Planet at the crossroads
The IUCN World Conservation Congress starts today in Hawai’i. Eleven of the world’s leading environmental organisations pledge to use new “common language” to map and save important nature on Earth.
E. O. Wilson’s seminal book “The Diversity of Life” opens with an incredibly rich description of the influx of plants and animals on an island following a volcanic eruption. ‘The father of biodiversity’ captivates the reader with his accounts of floating seeds, parachuting spiders, and the speciation of life on islands like Hawai’i. Wilson’s work has inspired many conservationists to protect the world’s biodiversity, for nature’s sake, and for what it provides to people.

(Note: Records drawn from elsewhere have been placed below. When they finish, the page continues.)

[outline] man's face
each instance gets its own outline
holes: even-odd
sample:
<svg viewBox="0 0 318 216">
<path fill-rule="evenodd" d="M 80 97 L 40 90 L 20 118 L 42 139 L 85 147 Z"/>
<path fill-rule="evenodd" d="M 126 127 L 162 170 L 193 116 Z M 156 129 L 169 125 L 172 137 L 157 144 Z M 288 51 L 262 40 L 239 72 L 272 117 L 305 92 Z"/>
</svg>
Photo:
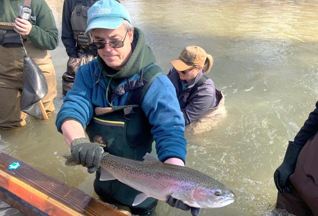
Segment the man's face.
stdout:
<svg viewBox="0 0 318 216">
<path fill-rule="evenodd" d="M 96 28 L 92 30 L 92 36 L 94 42 L 109 42 L 123 40 L 127 30 L 124 25 L 115 29 Z M 97 50 L 99 56 L 106 65 L 116 70 L 121 70 L 128 61 L 132 54 L 131 43 L 133 42 L 134 30 L 127 33 L 124 46 L 120 48 L 111 48 L 109 44 L 105 44 L 105 47 Z"/>
</svg>

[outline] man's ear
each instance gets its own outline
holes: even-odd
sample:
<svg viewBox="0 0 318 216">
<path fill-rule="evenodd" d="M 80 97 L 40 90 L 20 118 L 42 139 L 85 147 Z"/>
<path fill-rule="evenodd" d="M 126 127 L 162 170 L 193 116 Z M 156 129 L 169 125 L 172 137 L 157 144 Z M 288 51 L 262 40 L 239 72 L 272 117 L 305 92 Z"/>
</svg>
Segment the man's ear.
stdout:
<svg viewBox="0 0 318 216">
<path fill-rule="evenodd" d="M 131 31 L 128 32 L 128 38 L 129 38 L 129 41 L 130 43 L 133 42 L 134 40 L 134 29 L 133 28 Z"/>
</svg>

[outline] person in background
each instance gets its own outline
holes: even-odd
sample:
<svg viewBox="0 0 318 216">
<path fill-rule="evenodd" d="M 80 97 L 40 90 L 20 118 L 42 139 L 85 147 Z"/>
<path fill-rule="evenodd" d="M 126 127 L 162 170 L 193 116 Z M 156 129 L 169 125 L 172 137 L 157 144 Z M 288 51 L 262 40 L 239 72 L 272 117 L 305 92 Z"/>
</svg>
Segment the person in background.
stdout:
<svg viewBox="0 0 318 216">
<path fill-rule="evenodd" d="M 154 140 L 160 161 L 184 166 L 184 122 L 174 87 L 154 63 L 143 32 L 132 27 L 121 4 L 115 0 L 97 1 L 88 10 L 87 24 L 90 45 L 98 55 L 79 68 L 56 126 L 73 158 L 89 173 L 97 170 L 94 189 L 102 200 L 127 206 L 134 215 L 148 215 L 158 200 L 148 198 L 132 206 L 140 192 L 117 180 L 100 181 L 98 168 L 104 151 L 143 160 Z M 167 202 L 171 206 L 191 209 L 170 198 Z"/>
<path fill-rule="evenodd" d="M 224 106 L 224 97 L 213 81 L 206 76 L 213 58 L 197 46 L 185 47 L 167 76 L 174 88 L 185 125 L 203 117 L 211 117 Z"/>
<path fill-rule="evenodd" d="M 48 50 L 58 45 L 58 32 L 52 10 L 45 1 L 33 0 L 27 20 L 18 18 L 22 0 L 0 0 L 0 128 L 26 124 L 20 100 L 23 79 L 23 43 L 27 54 L 43 71 L 49 91 L 42 100 L 47 114 L 54 110 L 57 96 L 55 72 Z M 25 2 L 24 2 L 25 3 Z M 14 29 L 14 30 L 13 30 Z"/>
<path fill-rule="evenodd" d="M 318 102 L 274 173 L 278 209 L 297 216 L 318 215 Z"/>
<path fill-rule="evenodd" d="M 95 50 L 89 48 L 87 28 L 87 10 L 98 0 L 65 0 L 62 12 L 62 41 L 69 57 L 62 76 L 62 93 L 72 88 L 78 68 L 94 59 Z"/>
</svg>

Similarly today, the Hawai’ian island of Honolulu is welcoming the influx of thousands of such conservationists, as it hosts the IUCN World Conservation Congress, running until 10 September.
With the theme ‘Planet at the crossroads’, the Congress will tackle the current clash of immediate human needs with their long-term impacts on the planet’s capacity to support life, by bringing together great minds to find sustainable solutions.
The Congress also brings decision-maker and media attention to islands, highlighting their vulnerability and the urgency of addressing climate change.
One of the major events at the Congress will be the launch of the Key Biodiversity Area (KBA) Partnership, which will bring to life a new “gold standard” for mapping and conserving vital places for life on earth. On 3 September, eleven of the world’s leading conservation organisations will announce the ambitious new partnership to identify, map, monitor and conserve KBAs – places which include vital habitats for threatened species – with US$15 million committed over the next five years.
BirdLife’s 13,000 Important Bird & Biodiversity Areas, identified over the past four decades, will feed into the new common currency for site conservation, and BirdLife is a major player in the Partnership.
BirdLife will also be launching a new report Making a Difference which, through a wealth of summary statistics, infographics and a selection of recent success stories, shows the impact of the BirdLife Partnership for nature conservation.
We will be bringing the world’s attention to the plight of African Vultures and pushing for resolutions to prevent wildlife poisoning, as well as numerous other themed events such as tackling the problem of invasive alien species on islands, something very familiar something that is familiar to anyone that knows Hawai’i.
Keep your eyes and ears on Hawai’i, this week and next, for an eruption of conservation progress.